Dr Holly Linklater

Lecturer in Inclusive Pedagogy


Since qualifying in 2000 I have taught in a number of primary schools in England as well as within univerisities in England and Scotland. Most of the time I managed to combine doing both at once.

In school my teaching was predominantly with the youngest children, although for the last 2 years I taught "juniors". Through lecturing at universities I have taught teachers for primary and secondary sectors, developing expertise in professional studies, reflective practice, and researching practice. 

Undergraduate teaching

I teach on the initial teacher training routes (BEd & PGDE). 

Postgraduate teaching

I am director for the course Comparative Approaches to Inclusive and Special Education, which is part of the MSc in Inclusive and Special Education programme.  

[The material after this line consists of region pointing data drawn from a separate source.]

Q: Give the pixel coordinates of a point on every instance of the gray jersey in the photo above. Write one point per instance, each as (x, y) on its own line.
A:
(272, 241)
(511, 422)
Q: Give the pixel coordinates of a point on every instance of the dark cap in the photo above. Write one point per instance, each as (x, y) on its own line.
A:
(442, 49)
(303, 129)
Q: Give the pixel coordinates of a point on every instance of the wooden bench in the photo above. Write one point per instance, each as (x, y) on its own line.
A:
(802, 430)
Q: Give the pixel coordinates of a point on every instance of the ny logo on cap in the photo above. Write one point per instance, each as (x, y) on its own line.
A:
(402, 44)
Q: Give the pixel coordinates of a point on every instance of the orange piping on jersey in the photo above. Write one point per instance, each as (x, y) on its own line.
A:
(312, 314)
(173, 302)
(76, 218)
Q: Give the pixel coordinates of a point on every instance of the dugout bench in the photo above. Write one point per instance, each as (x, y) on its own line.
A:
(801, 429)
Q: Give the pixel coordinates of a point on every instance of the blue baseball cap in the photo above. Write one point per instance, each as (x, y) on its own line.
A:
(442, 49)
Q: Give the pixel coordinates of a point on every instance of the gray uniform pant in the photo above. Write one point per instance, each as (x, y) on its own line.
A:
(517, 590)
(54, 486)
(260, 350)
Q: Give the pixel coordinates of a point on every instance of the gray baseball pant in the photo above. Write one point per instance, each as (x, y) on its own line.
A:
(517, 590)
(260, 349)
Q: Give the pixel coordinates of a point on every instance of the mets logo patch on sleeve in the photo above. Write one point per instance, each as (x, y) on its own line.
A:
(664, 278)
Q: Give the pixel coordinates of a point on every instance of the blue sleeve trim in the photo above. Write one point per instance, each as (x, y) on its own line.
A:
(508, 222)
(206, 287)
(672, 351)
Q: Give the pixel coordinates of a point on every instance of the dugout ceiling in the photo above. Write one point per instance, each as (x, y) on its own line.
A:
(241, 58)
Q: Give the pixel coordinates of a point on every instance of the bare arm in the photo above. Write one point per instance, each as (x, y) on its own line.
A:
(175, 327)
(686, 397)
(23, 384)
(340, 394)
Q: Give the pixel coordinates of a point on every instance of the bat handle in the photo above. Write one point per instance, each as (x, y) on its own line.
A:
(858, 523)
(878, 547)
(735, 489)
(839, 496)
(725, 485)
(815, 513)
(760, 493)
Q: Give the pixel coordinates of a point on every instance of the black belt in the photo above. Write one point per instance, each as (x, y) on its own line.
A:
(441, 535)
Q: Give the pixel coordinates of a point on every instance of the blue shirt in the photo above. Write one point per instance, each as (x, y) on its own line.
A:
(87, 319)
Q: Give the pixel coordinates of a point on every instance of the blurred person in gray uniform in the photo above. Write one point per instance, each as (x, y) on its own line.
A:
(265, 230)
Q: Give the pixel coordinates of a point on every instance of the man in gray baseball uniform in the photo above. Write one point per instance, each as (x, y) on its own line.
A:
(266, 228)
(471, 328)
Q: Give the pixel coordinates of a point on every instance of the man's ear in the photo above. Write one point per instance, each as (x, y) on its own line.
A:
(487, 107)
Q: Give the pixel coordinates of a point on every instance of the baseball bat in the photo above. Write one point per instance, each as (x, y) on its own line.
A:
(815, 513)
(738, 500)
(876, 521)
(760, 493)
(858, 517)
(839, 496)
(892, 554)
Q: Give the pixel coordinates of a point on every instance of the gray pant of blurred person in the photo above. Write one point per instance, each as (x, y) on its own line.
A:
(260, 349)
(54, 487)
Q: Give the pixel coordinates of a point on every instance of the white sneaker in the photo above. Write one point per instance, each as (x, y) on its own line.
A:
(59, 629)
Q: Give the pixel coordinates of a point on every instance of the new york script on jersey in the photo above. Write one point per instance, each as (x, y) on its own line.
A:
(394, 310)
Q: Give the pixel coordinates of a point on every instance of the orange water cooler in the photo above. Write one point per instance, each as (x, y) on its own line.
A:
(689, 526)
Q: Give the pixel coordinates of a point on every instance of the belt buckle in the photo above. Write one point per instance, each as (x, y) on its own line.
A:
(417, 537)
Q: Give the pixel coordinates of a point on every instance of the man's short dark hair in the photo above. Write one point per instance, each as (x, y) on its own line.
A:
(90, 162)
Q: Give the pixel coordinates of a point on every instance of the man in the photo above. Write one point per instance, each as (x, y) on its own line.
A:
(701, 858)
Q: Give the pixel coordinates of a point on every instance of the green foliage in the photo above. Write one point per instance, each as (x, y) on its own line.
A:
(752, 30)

Open to PhD supervision enquiries?


Areas of interest for supervision

I supervise students for dissertations at undergraduate and Masters level, and welcome inquiries from people interested in studying for a PhD. 

Research summary

  • pedagogy
  • inclusion
  • social justice
  • children and childhood
  • ethnography / autoethnography

Project activity

Much of my research has been undertaken from the perspective of being a teacher, in primary schools in England; working closely with practising teachers and people training to teach. 

I am particularly interested in practice, and reseach, that focusses on a commitmnet to recognising all children's humanity and how diversity and difference do not need to be barriers to educational or social inclusion. I ask questions like ‘what does it mean to be everybody’s teacher?’. I am interested in how teachers think about children and young people as learners; how and why teachers make particular choices and decisions; and, the sort of knowledge and expertise that might be required in order to respond to the needs of children and young people.

Some of the funded research projects I have worked on recently are:

  • Learning without Limits | Norway - University of Cambridge
  • Pupil Voice and Self Assessment - University of Edinburgh
  • Inclusive Practice Project - University of Aberdeen 
  • Making Children Count | an autoethnography exploration of pedagogy - University of Aberdeen

All of these projects have in common the theme of getting behind descriptve accounts of what we do and why, to ask questions about how and why we do what we do.